Framed is remarkably simple, trading words for images with impressive elegance. But, my other favorite movie-themed Wordle-like, Box Office Game, is another story. Based on the game that actor Griffin Newman and critic David Sims play at the end of each episode of their podcast Blank Check with Griffin and David, Box Office Game gives you a date and asks you to guess the top five movies at the box office that weekend. It gives you each film's weekend gross, the number of weekends it has been in theaters, its position the previous week, and its distributor. That's a lot of information, and that's the baseline you begin a game with. If you need a hint, you can sacrifice points to see the tagline, the director, the three top-billed actors, the budget, the genre, and the final gross. If you're really stuck (and willing to sacrifice 180 of the 200 possible points for each entry), you can see a plot summary (which may, inadvertently, reveal the title). It can be overwhelming if you aren't wired to enjoy this kind of thing.

My family members play many of the Wordle clones, to the extent that most of the texts I receive in a day are my mom, dad, sister, and brother-in-law sharing results. The full spread includes Wordle, Dordle (two simultaneous Wordles), Quordle (four simultaneous Wordles), Octordle (eight simultaneous Wordles), Heardle (a music Wordle), and Worldle (a geography Wordle). I've introduced Framed and Box Office Game to the group, too. Unsurprisingly, none of them like Box Office Game, but plenty play Framed.

There's something elemental about it. Anyone can enjoy the process of seeing a picture they recognize, recalling where they recognize it from, and getting rewarded with a "You Got It!" screen. It's a very accessible form of trivia, which basically anyone who enjoys movies, however casually, can have a good time playing for a few minutes in the morning before they start their day.

Box Office Game, on the other hand, is more baroque and, really, only for a select group of freaks. Newman frequently says something to the effect of, "My brain is broken," to explain why he's consistently able to guess the top five movies on his podcast and, yeah, that's sort of how I feel about my relationship to Box Office Game, too. As a middle schooler, the shows I watched most often were The Directors and What It Takes, biographical programs on Reelz Channel (a cable channel catering to cinephiles) that recounted the life stories of filmmakers and actors, respectively.
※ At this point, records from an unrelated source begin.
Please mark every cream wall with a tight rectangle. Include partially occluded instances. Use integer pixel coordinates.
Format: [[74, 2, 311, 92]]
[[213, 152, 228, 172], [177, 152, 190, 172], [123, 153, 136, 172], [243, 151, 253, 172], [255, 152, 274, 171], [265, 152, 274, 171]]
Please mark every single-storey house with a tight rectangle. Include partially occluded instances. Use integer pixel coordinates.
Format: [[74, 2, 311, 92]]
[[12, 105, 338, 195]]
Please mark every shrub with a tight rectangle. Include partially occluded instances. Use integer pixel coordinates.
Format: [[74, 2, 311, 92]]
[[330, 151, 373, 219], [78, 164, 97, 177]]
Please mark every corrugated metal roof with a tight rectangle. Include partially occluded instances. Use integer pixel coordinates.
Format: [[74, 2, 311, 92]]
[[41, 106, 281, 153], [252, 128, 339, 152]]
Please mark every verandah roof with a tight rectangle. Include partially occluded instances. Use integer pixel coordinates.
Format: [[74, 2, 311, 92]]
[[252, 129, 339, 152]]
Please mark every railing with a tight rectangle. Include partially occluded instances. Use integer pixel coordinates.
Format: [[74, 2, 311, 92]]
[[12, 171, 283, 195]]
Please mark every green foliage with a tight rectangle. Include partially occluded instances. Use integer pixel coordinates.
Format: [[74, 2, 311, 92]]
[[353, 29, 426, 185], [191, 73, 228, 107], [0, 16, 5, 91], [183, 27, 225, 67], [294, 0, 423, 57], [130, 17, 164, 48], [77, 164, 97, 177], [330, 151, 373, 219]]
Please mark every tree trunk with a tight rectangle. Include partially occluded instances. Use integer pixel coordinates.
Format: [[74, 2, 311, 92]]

I still will occasionally ask my family to give me two actors so that I can connect them in a game of Six Degrees of Kevin Bacon. Box Office Game was made for people like me.

If you're interested in the history of movies, Box Office Game provides interesting snapshots. In a recent game from August 2008, Pineapple Express and Step Brothers were both in the top five. That marks the late 2000s as a very different landscape, when theatrical comedies (which rarely do well overseas) were still seen as viable moneymakers. But, that weekend's top performer — The Dark Knight — also gives us a glimpse of our superhero-saturated present. And the other films in the top five, The Sisterhood of the Traveling Pants 2 and The Mummy: Tomb of the Dragon Emperor, remind us that while the MCU has turbocharged it, Hollywood's sequel obsession isn't anything new.

Between the two games, you get a broad spectrum of what I find interesting about film. Framed provides the art, Box Office Game memorializes the commerce. Though Box Office Game is the more obvious history lesson, both provide interesting windows into the medium's past. For example, if you can see film grain on a Framed clue, that's a pretty reliable indicator that the movie was made before the late 2000s. The industry-wide move from film to digital is visible in the art — you can see the history on screen. Both games reward me for the knowledge I already have, but Box Office Game is the one that really feels like it's teaching me something new. Or, at least, reminding me of things that I used to know.